AB Komisyonu ticaret yetkililerinden Thierry Breton, kıtanın elektrik ihtiyacının, 30 yıl içerisinde iki katına çıkacağına dikkat çekti. Breton, atmosfere yüksek miktarda karbon salan kömürden elektrik üretimini en aza indirmek gerektiğini vurguladı. Karbon salmayan elektrik üretiminin nükleer güç santralleri (NGS) ve yenilenebilir enerjiden geçtiğini belirten Breton, bu alanda dönüşümü sağlayarak, mevcut kapasiteyi artırmak istediklerini söyledi.

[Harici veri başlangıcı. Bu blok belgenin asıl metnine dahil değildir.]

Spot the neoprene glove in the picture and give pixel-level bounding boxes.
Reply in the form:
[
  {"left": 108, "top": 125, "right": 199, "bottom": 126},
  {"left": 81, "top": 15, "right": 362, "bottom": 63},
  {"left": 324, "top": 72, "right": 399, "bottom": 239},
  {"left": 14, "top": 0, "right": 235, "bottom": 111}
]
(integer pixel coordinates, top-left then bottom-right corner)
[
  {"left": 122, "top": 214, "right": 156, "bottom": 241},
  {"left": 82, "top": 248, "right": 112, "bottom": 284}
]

Nitekim AB Komisyonu, yakın zamanda hazırlayıp üye ülkelere sunduğu taslakta, nükleer enerjinin, kıtanın enerji ihtiyacında kritik bir rol oynadığını belirtti ve ilgili yatırımları teşvik etmek amacıyla yeşil yatırım sınıfına aldığını duyurdu.

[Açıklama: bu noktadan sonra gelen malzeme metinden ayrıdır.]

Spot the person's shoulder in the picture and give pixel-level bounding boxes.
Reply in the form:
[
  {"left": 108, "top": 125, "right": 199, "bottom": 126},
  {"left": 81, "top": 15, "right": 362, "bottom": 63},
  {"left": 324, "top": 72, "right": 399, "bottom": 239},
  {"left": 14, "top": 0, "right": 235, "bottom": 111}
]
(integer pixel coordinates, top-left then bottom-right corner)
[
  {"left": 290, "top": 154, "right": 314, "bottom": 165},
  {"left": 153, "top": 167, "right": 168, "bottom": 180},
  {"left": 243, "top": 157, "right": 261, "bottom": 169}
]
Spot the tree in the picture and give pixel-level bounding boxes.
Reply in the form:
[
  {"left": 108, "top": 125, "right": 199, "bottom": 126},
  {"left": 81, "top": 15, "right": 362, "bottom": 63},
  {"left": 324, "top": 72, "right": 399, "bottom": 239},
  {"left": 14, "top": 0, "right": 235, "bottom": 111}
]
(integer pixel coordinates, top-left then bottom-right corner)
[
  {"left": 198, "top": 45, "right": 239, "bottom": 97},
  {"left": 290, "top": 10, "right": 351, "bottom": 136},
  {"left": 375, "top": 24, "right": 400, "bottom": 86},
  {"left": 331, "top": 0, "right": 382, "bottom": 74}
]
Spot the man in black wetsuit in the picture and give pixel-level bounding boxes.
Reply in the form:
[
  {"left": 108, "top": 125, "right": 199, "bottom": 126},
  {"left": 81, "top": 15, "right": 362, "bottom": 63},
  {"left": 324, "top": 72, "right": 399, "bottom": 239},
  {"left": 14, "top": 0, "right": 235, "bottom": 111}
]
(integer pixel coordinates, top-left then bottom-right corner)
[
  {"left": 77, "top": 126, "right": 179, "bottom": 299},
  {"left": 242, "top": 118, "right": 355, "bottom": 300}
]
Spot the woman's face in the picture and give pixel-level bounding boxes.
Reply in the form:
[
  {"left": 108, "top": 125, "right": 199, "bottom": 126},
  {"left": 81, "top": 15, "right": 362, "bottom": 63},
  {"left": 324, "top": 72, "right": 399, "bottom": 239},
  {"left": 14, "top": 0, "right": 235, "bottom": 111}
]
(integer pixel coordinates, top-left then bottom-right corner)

ELEKTRİĞİN YÜZDE 26’SI NÜKLEERDEN
Öte yandan Breton, AB'de üretilen elektriğin yüzde 26’sının nükleer enerjiden geldiğini ve bu oranı artırmak için gerekli teşvikleri sağlayacaklarını vurguladı. Breton, bu alanda yeni ve büyük ölçekli bir dönüşümün sağlanması için 2030’a kadar 50 milyar avroluk bir bütçe gerektiğini kaydetti. Bu miktarın 2050’ye kadar 500 milyar avroya ulaşacağını söyleyen Breton, AB’de nükleer enerjiye her yıl 20 milyar avroluk bir yatırımın sağlanması gerektiğini belirtti.

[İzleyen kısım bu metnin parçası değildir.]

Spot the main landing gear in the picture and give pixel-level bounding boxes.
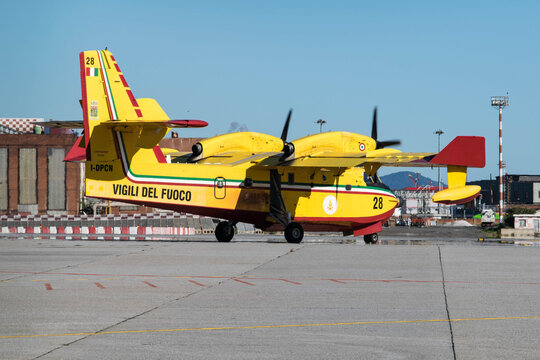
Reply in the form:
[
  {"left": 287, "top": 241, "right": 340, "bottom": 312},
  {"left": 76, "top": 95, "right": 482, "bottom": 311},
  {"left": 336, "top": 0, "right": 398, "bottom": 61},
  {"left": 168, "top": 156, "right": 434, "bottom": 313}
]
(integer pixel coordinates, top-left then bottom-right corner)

2050’YE KADAR YÜZDE 15’E DÜŞEBİLİR
AB ülkelerindeki eski teknolojili güç santrallerinin ilerleyen süreçte kapatılacağını hatırlatan Breton, nükleer enerji kaynaklı elektrik üretimindeki yüzde 26 oranının, 2050’ye kadar yüzde 15’e düşebileceğini belirtti. Söz konusu yatırımların bu yüzden öncelikli bir ihtiyaç olduğuna işaret eden Breton, gelecek nesillerin ihtiyacı olan enerjiye ulaşmaları açısından bu alana çekilecek yatırımların hayati olduğunu vurguladı.
13 ÜLKEDE 106 AKTİF NGS
AB Komisyonunun bu konudaki yönelimi genel olarak destek görse de bazı ülkeler tarafından olumsuz olarak değerlendiriyor. Hâlihazırda 13 ülkede bulunan 106 NGS, AB’de nükleer enerjiye karşı tutum alan ülkelere elektrik tedarik ediyor. Avrupa’da nükleere dayalı elektrik üretiminde başı Fransa çekiyor. Bu konuda Fransa’ya ve AB’ye eleştiriler yönelten Almanya hükûmeti, kendi içinde bir ayrışma yaşarken, Almanya’yla birlikte nükleer karşıtı tutumuyla bilinen Danimarka’nın da yönelim değiştirebileceği belirtiliyor. Ayrıca uzmanlar, yasa taslağında radyoaktif atık yönetimi ve bertarafı için uygun önlemlerin alınmasına yönelik koşulların yer aldığına dikkat çekiyor. Ocak ayı içinde oylamaya sunulması beklenen tasarının yürürlüğe girmesi hâlinde, yeni nükleer santrallerin inşası 2045'ten önce verilen izinlere tabi tutulacak. Mevcut santrallerin işleyişini genişletmeye yönelik çalışmalar için de 2040’a kadar ruhsatlandırma gerekecek.